Artesã indígena de Caucaia supera depressão com negócio de bonecas de pano: 'Já me salvou'
Com microcrédito orientado, idosa amplia sua confecção de bonecas de pano e projeta aumentar gama de produtos feitos de tecido
Maria de Fátima Alves da Silva, 67 anos, tem ascendência indígena e quilombola, e muito amor pelo que faz. Assim como uma colcha de retalhos, a líder comunitária da comunidade de Capuan, em Caucaia, região metropolitana de Fortaleza, costura seus sonhos, unindo ‘quadrado por quadrado’ das suas memórias afetivas e o amor por bonecas de pano que sempre fizeram parte da sua família.

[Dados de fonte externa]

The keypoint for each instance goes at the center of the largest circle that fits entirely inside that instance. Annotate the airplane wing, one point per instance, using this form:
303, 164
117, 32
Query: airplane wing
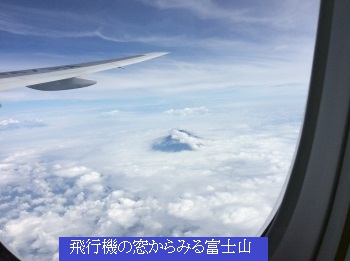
65, 77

O seu sustento vem de uma pensão, por viuvez, e do seu artesanato de bonecas de pano. Mãe de 4, a artesã vive, atualmente, com duas netas de 16 e 13 anos, de um total de seis e tem no artesanato um complemento de renda e possibilidade de melhoria de qualidade de vida.
“Comecei a fazer boneca já há muito tempo e com retalhos. Trabalho só com retalho. Compro o retalho no quilo e o pessoal também faz doações para mim. É muito retalho e muito amor por fazer essas bonecas”, diz, Fátima.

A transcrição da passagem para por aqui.